Strategies to Diversify Graduate Applicant Pool
Identify and make personal contact with department chairs and program directors at minority serving institutions (e.g. HSI’s and HBCU’s). Genuinely get to know them and what they’re looking for in programs they recommend to their students. Ask questions and actively listen. Remember that with the current climate and the prominence of the Black Lives Matter movement there’s an abundance of folks reaching out to them to just give them information about their programs, but very few who are trying to listen and understand.
Inform in Abundance
Providing information prominently helps applicants gain confidence in the application process. This should go beyond resources provided by UCI’s Graduate Division and should include specific guidance on the personal statement as well as FAQ. Invite prospective students and program directors to open house orientation sessions to provide information about the program, network, and answer questions. Invite faculty and ask them to show a single slide featuring the work of one of their students.

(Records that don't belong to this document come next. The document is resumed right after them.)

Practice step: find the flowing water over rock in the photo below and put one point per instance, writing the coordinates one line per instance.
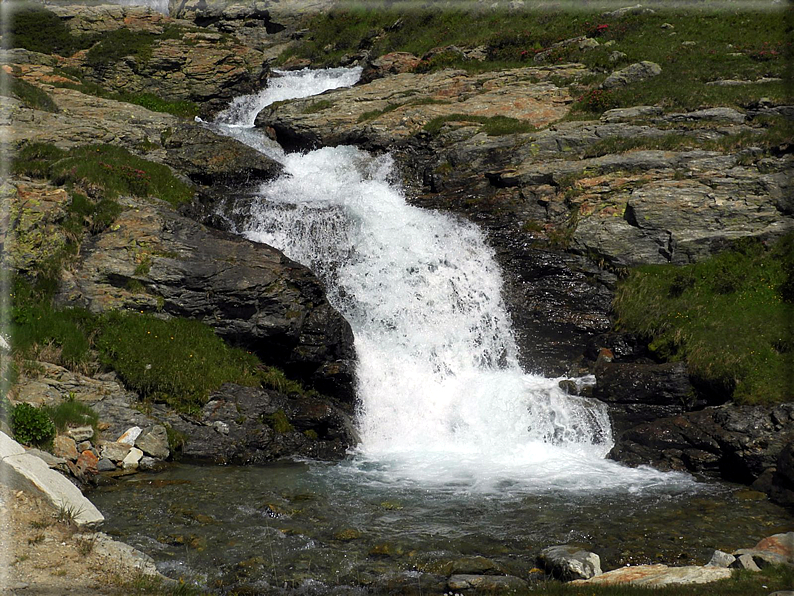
(462, 453)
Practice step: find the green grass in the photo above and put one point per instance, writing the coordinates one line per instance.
(178, 361)
(729, 318)
(40, 30)
(30, 95)
(112, 169)
(490, 125)
(731, 43)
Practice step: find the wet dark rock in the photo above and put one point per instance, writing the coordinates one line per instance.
(211, 159)
(246, 425)
(737, 442)
(570, 562)
(638, 393)
(251, 294)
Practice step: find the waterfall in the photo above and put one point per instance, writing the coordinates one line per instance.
(442, 397)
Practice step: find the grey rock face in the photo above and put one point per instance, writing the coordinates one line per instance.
(741, 442)
(570, 563)
(639, 71)
(250, 293)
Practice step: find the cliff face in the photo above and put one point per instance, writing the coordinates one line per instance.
(571, 199)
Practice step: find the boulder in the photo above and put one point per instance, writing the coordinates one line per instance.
(634, 73)
(738, 442)
(80, 433)
(131, 460)
(489, 584)
(657, 576)
(637, 393)
(114, 451)
(154, 442)
(23, 471)
(250, 293)
(569, 562)
(129, 436)
(721, 559)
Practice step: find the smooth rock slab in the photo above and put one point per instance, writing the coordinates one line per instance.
(657, 576)
(23, 471)
(570, 562)
(486, 583)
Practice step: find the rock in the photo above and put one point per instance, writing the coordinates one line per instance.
(22, 471)
(389, 64)
(633, 113)
(570, 563)
(87, 463)
(392, 110)
(658, 576)
(114, 451)
(119, 555)
(130, 436)
(721, 559)
(80, 433)
(65, 447)
(130, 462)
(309, 427)
(51, 460)
(210, 159)
(639, 71)
(761, 558)
(486, 583)
(250, 293)
(739, 442)
(154, 442)
(639, 393)
(105, 465)
(708, 115)
(745, 562)
(781, 544)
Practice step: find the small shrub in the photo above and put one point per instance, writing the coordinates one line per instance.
(73, 413)
(32, 426)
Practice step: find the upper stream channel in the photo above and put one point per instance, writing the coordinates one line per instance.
(462, 453)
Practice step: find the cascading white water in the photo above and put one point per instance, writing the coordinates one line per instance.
(442, 397)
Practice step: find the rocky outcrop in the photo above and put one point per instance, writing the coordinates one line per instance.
(569, 562)
(186, 65)
(244, 425)
(23, 471)
(391, 110)
(741, 443)
(155, 260)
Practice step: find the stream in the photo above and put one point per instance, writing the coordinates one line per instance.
(462, 453)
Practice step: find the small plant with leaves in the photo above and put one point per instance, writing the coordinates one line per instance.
(31, 425)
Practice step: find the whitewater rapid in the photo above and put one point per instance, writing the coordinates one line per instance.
(442, 398)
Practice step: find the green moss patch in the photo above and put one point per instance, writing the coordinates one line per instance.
(113, 171)
(490, 125)
(729, 318)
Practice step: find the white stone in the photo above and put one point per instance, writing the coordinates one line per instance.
(132, 459)
(22, 471)
(129, 436)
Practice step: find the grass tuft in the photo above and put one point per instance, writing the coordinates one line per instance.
(727, 317)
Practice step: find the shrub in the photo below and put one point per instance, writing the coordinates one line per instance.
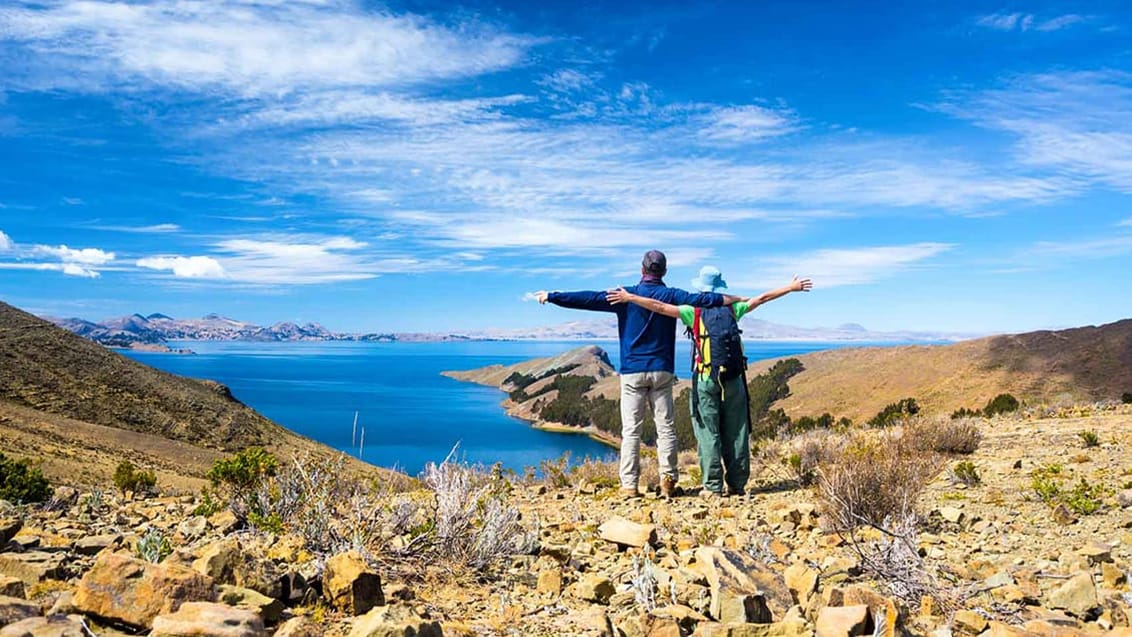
(875, 478)
(20, 482)
(1001, 404)
(944, 436)
(965, 472)
(895, 412)
(1089, 438)
(129, 479)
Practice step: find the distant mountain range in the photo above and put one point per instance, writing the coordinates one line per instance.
(155, 329)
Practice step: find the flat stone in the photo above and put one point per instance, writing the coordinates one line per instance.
(625, 533)
(208, 619)
(33, 567)
(120, 587)
(842, 621)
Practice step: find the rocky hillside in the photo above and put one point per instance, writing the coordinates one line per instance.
(80, 409)
(1064, 367)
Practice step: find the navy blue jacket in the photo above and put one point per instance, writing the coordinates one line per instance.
(648, 338)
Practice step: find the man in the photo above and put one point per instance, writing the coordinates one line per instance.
(720, 416)
(648, 370)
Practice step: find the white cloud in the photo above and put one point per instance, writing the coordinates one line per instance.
(837, 267)
(254, 48)
(185, 267)
(84, 256)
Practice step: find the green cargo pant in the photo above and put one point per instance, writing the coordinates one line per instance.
(722, 435)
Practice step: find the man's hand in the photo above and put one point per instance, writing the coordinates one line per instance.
(619, 295)
(800, 284)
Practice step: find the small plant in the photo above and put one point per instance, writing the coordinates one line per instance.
(1089, 438)
(153, 547)
(20, 482)
(1085, 498)
(1045, 482)
(965, 472)
(129, 479)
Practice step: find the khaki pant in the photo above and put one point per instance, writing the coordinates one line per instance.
(646, 390)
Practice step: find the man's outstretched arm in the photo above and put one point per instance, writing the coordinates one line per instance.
(593, 301)
(620, 295)
(796, 285)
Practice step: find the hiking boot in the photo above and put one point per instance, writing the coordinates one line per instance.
(628, 492)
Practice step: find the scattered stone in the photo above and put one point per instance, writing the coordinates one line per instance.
(394, 621)
(119, 587)
(1078, 595)
(92, 544)
(58, 626)
(350, 585)
(625, 533)
(9, 526)
(33, 566)
(11, 586)
(13, 610)
(594, 587)
(842, 621)
(268, 609)
(208, 619)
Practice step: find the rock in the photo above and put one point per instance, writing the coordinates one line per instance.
(842, 621)
(350, 585)
(968, 622)
(1078, 595)
(208, 619)
(802, 580)
(119, 587)
(59, 626)
(625, 533)
(268, 609)
(33, 567)
(14, 609)
(92, 544)
(594, 587)
(11, 586)
(9, 526)
(299, 627)
(550, 582)
(740, 584)
(1096, 552)
(394, 621)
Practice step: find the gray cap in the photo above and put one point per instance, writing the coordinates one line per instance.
(654, 263)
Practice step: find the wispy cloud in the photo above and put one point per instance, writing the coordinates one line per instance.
(1029, 22)
(837, 267)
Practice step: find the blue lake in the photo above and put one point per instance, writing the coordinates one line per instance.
(411, 414)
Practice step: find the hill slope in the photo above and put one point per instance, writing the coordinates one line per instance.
(1079, 364)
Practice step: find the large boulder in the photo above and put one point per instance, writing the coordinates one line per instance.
(207, 619)
(120, 587)
(742, 590)
(350, 585)
(394, 621)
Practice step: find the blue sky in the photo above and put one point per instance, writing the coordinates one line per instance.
(421, 165)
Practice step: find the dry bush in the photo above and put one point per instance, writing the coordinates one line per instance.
(876, 478)
(944, 436)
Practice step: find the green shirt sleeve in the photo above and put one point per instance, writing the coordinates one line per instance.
(687, 315)
(740, 308)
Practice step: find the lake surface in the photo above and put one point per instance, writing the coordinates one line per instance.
(411, 414)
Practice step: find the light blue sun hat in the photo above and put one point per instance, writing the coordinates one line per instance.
(710, 280)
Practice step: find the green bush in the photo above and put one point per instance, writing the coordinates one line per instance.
(129, 479)
(895, 412)
(20, 482)
(1001, 404)
(245, 470)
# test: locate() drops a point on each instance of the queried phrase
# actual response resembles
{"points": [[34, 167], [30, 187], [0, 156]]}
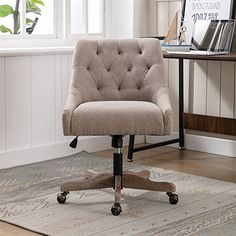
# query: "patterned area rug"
{"points": [[28, 198]]}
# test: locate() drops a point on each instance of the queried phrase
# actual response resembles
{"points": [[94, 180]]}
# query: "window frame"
{"points": [[61, 36], [68, 33]]}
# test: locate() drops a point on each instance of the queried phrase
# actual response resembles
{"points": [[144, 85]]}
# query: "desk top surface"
{"points": [[227, 57]]}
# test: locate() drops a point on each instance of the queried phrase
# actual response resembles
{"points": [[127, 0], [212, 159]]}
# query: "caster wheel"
{"points": [[61, 197], [116, 209], [173, 198]]}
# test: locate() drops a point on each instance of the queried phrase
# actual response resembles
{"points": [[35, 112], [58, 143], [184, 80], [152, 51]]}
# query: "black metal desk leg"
{"points": [[131, 147], [181, 103]]}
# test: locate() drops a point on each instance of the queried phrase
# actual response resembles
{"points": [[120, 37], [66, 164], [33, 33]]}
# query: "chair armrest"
{"points": [[73, 101], [162, 100]]}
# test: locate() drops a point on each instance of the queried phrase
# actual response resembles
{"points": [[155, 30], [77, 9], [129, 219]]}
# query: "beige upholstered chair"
{"points": [[117, 88]]}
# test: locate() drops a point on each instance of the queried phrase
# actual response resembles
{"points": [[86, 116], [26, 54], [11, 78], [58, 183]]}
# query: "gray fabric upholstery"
{"points": [[117, 87], [117, 118]]}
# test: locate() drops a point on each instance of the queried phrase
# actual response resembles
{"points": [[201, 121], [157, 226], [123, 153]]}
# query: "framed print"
{"points": [[193, 10]]}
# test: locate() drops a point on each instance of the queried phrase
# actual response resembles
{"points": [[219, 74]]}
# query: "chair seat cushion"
{"points": [[117, 118]]}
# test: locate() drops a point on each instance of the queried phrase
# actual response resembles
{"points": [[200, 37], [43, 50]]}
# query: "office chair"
{"points": [[117, 88]]}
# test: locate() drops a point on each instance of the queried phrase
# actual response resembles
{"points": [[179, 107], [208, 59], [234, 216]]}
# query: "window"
{"points": [[59, 19], [22, 17], [85, 17]]}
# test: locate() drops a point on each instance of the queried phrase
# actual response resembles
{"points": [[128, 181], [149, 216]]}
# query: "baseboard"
{"points": [[48, 152], [201, 143], [212, 145]]}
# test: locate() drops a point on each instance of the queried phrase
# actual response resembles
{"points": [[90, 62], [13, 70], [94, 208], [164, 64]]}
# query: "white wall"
{"points": [[127, 18]]}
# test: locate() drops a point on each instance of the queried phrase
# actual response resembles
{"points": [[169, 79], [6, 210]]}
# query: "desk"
{"points": [[189, 120]]}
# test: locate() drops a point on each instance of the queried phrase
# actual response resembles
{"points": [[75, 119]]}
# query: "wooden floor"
{"points": [[197, 163]]}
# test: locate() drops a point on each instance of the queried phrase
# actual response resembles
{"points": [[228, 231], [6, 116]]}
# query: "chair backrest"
{"points": [[117, 69]]}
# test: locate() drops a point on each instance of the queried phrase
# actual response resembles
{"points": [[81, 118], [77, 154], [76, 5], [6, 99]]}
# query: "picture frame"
{"points": [[193, 10]]}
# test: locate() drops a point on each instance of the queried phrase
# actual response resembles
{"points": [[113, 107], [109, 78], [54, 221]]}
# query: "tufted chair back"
{"points": [[123, 69]]}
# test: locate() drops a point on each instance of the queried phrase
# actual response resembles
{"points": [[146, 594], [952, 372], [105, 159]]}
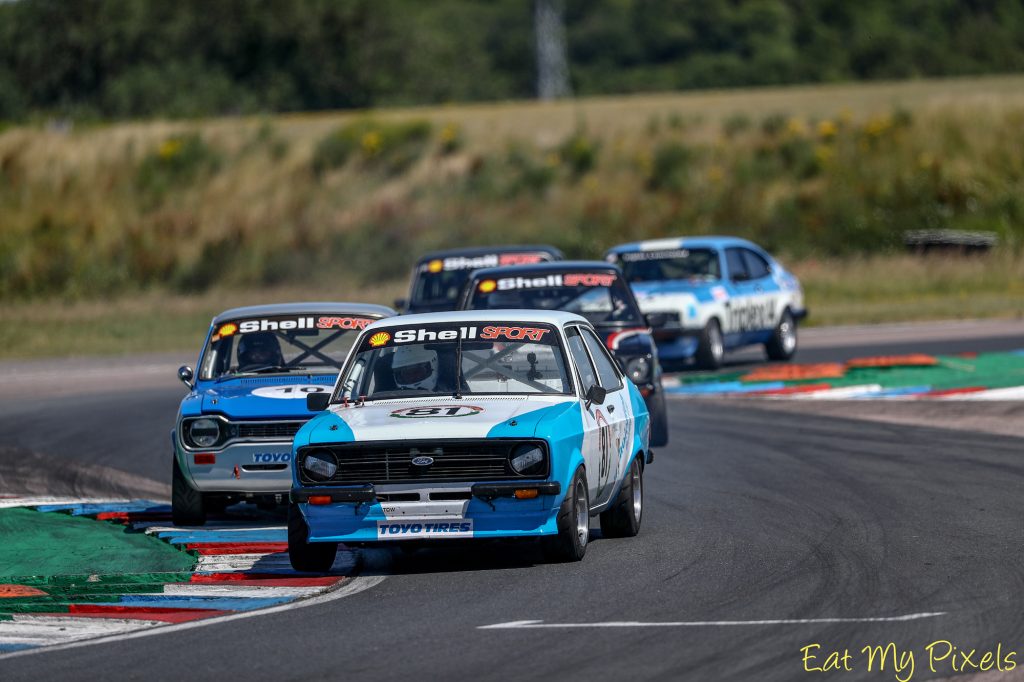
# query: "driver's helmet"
{"points": [[415, 367], [259, 348]]}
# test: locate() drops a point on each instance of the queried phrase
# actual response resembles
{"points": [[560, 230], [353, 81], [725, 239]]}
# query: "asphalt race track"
{"points": [[764, 531]]}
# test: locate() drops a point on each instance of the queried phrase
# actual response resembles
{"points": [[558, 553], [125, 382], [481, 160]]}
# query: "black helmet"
{"points": [[259, 348]]}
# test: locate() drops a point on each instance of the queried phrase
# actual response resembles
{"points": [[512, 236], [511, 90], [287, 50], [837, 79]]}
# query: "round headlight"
{"points": [[527, 460], [321, 464], [638, 370], [204, 432]]}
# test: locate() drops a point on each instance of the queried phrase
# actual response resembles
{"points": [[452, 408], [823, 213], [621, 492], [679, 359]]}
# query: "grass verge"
{"points": [[878, 289]]}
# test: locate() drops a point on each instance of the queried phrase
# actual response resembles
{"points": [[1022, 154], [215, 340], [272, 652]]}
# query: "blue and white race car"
{"points": [[471, 424], [719, 293], [232, 438]]}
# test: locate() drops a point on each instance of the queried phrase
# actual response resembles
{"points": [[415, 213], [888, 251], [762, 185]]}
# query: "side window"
{"points": [[737, 267], [757, 266], [610, 380], [588, 377]]}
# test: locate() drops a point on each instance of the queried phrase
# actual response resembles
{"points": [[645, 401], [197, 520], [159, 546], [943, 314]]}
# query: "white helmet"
{"points": [[415, 367]]}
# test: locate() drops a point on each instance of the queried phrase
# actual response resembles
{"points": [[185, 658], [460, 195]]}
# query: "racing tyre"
{"points": [[186, 502], [624, 516], [711, 347], [658, 420], [306, 556], [783, 340], [573, 523]]}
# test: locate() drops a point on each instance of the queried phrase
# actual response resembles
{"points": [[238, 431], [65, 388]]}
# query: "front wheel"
{"points": [[782, 345], [187, 506], [304, 555], [573, 523], [711, 347], [624, 516]]}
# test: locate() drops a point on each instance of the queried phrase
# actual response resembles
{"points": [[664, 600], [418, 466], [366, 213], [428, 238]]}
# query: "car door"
{"points": [[754, 298], [737, 285], [767, 294], [592, 425], [613, 417]]}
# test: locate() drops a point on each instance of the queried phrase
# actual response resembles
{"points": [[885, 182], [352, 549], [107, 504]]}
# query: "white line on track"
{"points": [[530, 625], [347, 589]]}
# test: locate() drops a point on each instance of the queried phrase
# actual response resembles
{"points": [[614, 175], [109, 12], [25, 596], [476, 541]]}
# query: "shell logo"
{"points": [[225, 330]]}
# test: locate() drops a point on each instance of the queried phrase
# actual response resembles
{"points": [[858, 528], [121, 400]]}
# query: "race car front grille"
{"points": [[453, 461], [268, 430]]}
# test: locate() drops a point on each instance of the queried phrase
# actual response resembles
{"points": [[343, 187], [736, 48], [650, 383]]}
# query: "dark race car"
{"points": [[438, 276], [596, 291]]}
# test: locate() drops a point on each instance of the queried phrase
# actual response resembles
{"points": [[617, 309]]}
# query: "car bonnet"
{"points": [[436, 418], [262, 397]]}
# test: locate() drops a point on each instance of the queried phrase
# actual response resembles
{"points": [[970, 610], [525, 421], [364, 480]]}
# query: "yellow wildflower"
{"points": [[796, 127], [169, 148], [371, 143], [823, 154]]}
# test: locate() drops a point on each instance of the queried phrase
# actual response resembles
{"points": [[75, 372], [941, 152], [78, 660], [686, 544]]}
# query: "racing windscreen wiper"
{"points": [[458, 370], [260, 370]]}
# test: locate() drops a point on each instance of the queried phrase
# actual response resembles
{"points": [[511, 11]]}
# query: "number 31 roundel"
{"points": [[437, 411]]}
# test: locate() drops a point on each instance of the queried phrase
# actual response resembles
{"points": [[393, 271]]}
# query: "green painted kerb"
{"points": [[51, 544]]}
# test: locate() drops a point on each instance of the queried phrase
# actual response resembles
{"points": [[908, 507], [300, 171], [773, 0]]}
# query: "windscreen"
{"points": [[281, 344], [693, 264], [469, 358], [438, 282], [600, 297]]}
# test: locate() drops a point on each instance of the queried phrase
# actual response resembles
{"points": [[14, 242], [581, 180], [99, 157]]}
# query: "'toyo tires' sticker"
{"points": [[437, 411], [288, 392]]}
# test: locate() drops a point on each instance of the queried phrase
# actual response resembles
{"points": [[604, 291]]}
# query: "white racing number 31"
{"points": [[289, 392]]}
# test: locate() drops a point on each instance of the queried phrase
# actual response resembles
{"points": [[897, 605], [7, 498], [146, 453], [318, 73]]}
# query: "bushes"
{"points": [[177, 162], [669, 167], [238, 205], [388, 146]]}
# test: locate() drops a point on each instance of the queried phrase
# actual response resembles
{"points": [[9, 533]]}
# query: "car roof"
{"points": [[470, 252], [709, 242], [314, 307], [553, 266], [556, 317]]}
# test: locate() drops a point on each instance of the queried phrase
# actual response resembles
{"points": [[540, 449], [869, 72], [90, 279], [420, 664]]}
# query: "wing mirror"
{"points": [[317, 401], [595, 395], [655, 320]]}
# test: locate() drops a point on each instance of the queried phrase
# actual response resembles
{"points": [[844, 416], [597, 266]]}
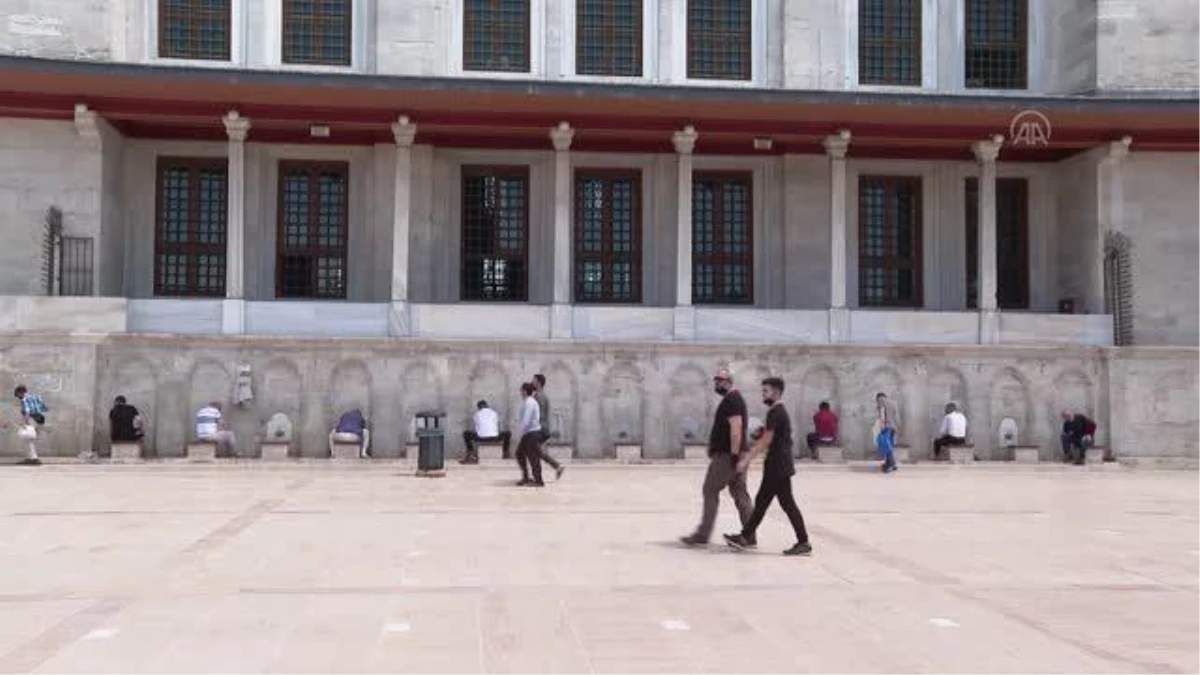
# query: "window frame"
{"points": [[1021, 262], [723, 261], [497, 171], [349, 31], [312, 251], [749, 60], [609, 33], [917, 45], [156, 37], [889, 261], [1025, 29], [189, 249], [607, 257], [531, 60]]}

Provide Access to Educational Content
Provide access to educational content provided by your program such as annual trainee meeting, seminars, colloquia, etc. Students can get a feel for the program’s inclusive atmosphere this way. For example, are students able to ask questions freely? Do students introduce speakers?
Minority-Serving Conferences and Organizations
Ensure active presence at major conferences highlighting the work of minoritized students, e.g. SACNAS and ABRCMS. Actively advertise for your booth and create social and fun networking activities. Remember that you’re competing with other programs! Use social media and popular hashtags for organizations and networks (e.g. #BlackinNeuro) to connect and inform about your program.
Provide High Quality Materials and Information
Provide program directors and department chairs with high quality professionally designed print and digital materials that can be distributed to interested students and displayed prominently in department common spaces. This should include data and track record in terms of success outcomes and compositional diversity, and not just information about program requirements. Remember that you’re selling and competing!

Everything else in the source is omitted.